Nós, da Carvalho Nishida, acompanhamos essas mudanças e sabemos dos riscos de judicialização por uma contratação indevida ou de uma cobrança por falta de informações no momento da contratação, gerando prejuízos no momento do acionamento do seguro e na negativa pela seguradora por risco excluído ou não contratado, assim como na indicação equivocada da empresa garantidora do seguro, com base na jurisprudência e especialmente na aplicação do Código de Defesa do Consumidor, pois, mais do que conhecimento jurídico e processual, necessária a adequação dos profissionais de direito a essa realidade digital que vivenciamos.

____________________________________

[1] Faculta a utilização da assinatura digital, nos documentos eletrônicos relativos às operações de seguros, de capitalização e de previdência complementar aberta, por meio de certificados digitais emitidos no âmbito da Infra-estrutura de Chaves Públicas (ICP-Brasil), e dá outras providências.
https://www2.susep.gov.br/safe/scripts/bnweb/bnmapi.exe?router=upload/5229

[2] Dispõe sobre a utilização de meios remotos nas operações relacionadas a planos de seguro e de previdência complementar aberta.

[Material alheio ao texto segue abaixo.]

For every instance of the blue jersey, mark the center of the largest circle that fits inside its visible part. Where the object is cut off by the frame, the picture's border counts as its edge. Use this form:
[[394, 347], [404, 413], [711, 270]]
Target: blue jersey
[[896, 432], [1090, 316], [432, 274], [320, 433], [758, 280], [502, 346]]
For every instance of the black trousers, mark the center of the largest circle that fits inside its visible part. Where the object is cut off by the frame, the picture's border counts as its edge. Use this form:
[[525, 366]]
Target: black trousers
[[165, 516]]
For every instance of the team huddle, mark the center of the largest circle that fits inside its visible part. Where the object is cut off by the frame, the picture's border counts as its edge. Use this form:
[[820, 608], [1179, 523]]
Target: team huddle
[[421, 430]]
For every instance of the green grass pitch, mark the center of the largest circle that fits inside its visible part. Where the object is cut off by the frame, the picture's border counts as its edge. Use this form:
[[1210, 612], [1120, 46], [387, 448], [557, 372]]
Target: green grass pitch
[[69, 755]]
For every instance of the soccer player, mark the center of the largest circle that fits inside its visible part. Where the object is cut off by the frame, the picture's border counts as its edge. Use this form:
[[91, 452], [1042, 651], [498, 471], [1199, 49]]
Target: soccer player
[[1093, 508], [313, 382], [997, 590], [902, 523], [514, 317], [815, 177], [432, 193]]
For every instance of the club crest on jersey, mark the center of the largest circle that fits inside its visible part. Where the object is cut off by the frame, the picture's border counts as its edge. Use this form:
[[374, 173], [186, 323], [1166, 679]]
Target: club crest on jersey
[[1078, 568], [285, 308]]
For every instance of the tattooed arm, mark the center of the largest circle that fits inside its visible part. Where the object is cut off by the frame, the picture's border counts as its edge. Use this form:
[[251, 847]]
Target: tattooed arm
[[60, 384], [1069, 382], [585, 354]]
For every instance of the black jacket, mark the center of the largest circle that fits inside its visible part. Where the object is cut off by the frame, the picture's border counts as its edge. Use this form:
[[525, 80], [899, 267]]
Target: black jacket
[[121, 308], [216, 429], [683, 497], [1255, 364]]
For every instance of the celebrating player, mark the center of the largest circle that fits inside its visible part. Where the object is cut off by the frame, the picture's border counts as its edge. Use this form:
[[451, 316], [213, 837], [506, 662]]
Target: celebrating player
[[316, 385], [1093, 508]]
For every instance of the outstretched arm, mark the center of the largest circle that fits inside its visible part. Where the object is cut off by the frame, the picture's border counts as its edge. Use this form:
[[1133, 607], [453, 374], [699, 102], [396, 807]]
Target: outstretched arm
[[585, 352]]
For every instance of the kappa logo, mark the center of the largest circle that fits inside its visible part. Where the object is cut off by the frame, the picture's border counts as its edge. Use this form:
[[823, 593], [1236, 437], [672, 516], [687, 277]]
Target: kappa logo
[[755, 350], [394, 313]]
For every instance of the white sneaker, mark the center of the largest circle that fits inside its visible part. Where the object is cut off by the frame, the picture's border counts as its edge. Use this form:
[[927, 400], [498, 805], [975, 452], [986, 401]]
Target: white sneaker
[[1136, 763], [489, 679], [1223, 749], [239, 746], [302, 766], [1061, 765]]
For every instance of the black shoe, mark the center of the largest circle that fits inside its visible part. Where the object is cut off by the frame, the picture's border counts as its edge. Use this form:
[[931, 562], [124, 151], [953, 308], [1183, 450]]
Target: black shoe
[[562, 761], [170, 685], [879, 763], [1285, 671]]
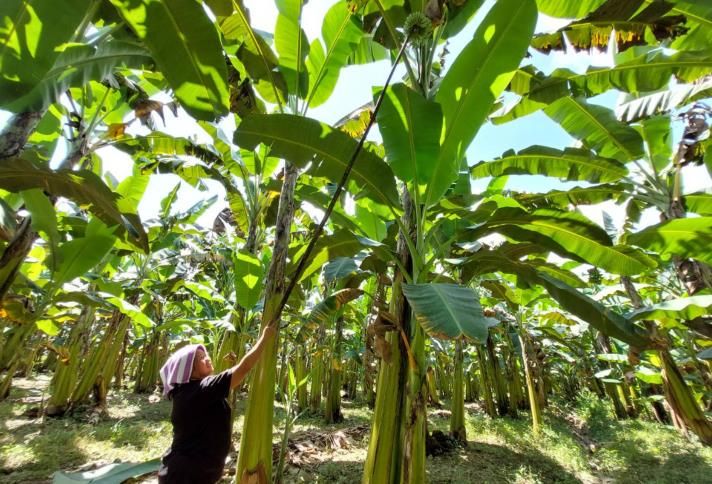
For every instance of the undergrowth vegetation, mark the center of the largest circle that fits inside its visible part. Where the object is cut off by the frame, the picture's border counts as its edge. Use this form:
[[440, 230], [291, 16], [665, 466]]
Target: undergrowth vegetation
[[504, 450]]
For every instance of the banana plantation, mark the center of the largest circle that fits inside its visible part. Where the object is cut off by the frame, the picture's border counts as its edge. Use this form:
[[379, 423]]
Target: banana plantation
[[514, 223]]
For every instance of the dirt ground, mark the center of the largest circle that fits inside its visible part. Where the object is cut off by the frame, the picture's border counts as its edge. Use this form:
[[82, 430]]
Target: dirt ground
[[136, 428]]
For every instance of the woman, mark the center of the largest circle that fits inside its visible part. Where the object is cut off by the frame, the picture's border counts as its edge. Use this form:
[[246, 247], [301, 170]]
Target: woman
[[201, 412]]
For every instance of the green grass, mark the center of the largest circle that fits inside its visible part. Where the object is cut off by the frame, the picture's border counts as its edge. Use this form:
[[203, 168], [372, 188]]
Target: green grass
[[578, 443]]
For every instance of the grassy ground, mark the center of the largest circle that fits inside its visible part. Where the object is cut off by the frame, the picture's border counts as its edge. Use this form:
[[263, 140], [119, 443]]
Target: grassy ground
[[578, 444]]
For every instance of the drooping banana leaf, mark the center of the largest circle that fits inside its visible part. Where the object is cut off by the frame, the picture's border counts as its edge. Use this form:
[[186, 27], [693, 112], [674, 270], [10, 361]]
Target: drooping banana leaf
[[322, 312], [568, 234], [31, 32], [185, 44], [683, 237], [255, 54], [82, 187], [476, 78], [448, 310], [569, 164], [686, 308], [249, 275], [598, 128], [411, 127], [302, 140], [76, 65], [341, 37]]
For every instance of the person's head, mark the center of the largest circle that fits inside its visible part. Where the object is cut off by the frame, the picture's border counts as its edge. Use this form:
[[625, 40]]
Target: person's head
[[187, 363], [202, 365]]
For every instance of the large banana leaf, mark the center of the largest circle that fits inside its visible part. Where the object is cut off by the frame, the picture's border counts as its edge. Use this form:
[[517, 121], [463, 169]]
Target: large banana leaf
[[575, 196], [321, 313], [187, 49], [302, 140], [329, 247], [255, 54], [292, 46], [410, 126], [657, 133], [570, 164], [77, 256], [569, 235], [567, 8], [249, 275], [82, 187], [342, 36], [699, 17], [477, 77], [339, 268], [77, 65], [647, 72], [686, 308], [635, 107], [598, 128], [685, 237], [31, 32], [448, 310]]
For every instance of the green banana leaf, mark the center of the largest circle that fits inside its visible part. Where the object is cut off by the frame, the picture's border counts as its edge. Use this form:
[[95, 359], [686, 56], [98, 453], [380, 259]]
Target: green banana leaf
[[575, 196], [685, 237], [341, 37], [255, 54], [568, 9], [82, 187], [633, 73], [686, 308], [474, 81], [185, 45], [598, 128], [699, 203], [569, 164], [341, 243], [411, 127], [321, 313], [249, 275], [448, 311], [301, 140], [109, 474], [31, 33], [292, 45], [569, 234], [76, 65], [339, 268]]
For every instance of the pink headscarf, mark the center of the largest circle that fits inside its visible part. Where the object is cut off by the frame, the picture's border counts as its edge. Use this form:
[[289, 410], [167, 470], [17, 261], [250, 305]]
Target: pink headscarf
[[178, 367]]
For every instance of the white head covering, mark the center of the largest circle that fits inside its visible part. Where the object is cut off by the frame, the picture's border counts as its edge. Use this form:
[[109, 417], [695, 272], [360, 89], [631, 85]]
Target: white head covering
[[178, 367]]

https://www2.susep.gov.br/safe/scripts/bnweb/bnmapi.exe?router=upload/11355

[3] Dispõe sobre a utilização de meios remotos nas operações de seguro, previdência complementar aberta e capitalização.

https://www2.susep.gov.br/safe/scripts/bnweb/bnmapi.exe?router=upload/24962

[4] Dispõe sobre a aceitação e a vigência do seguro e sobre a emissão e os elementos mínimos dos documentos contratuais.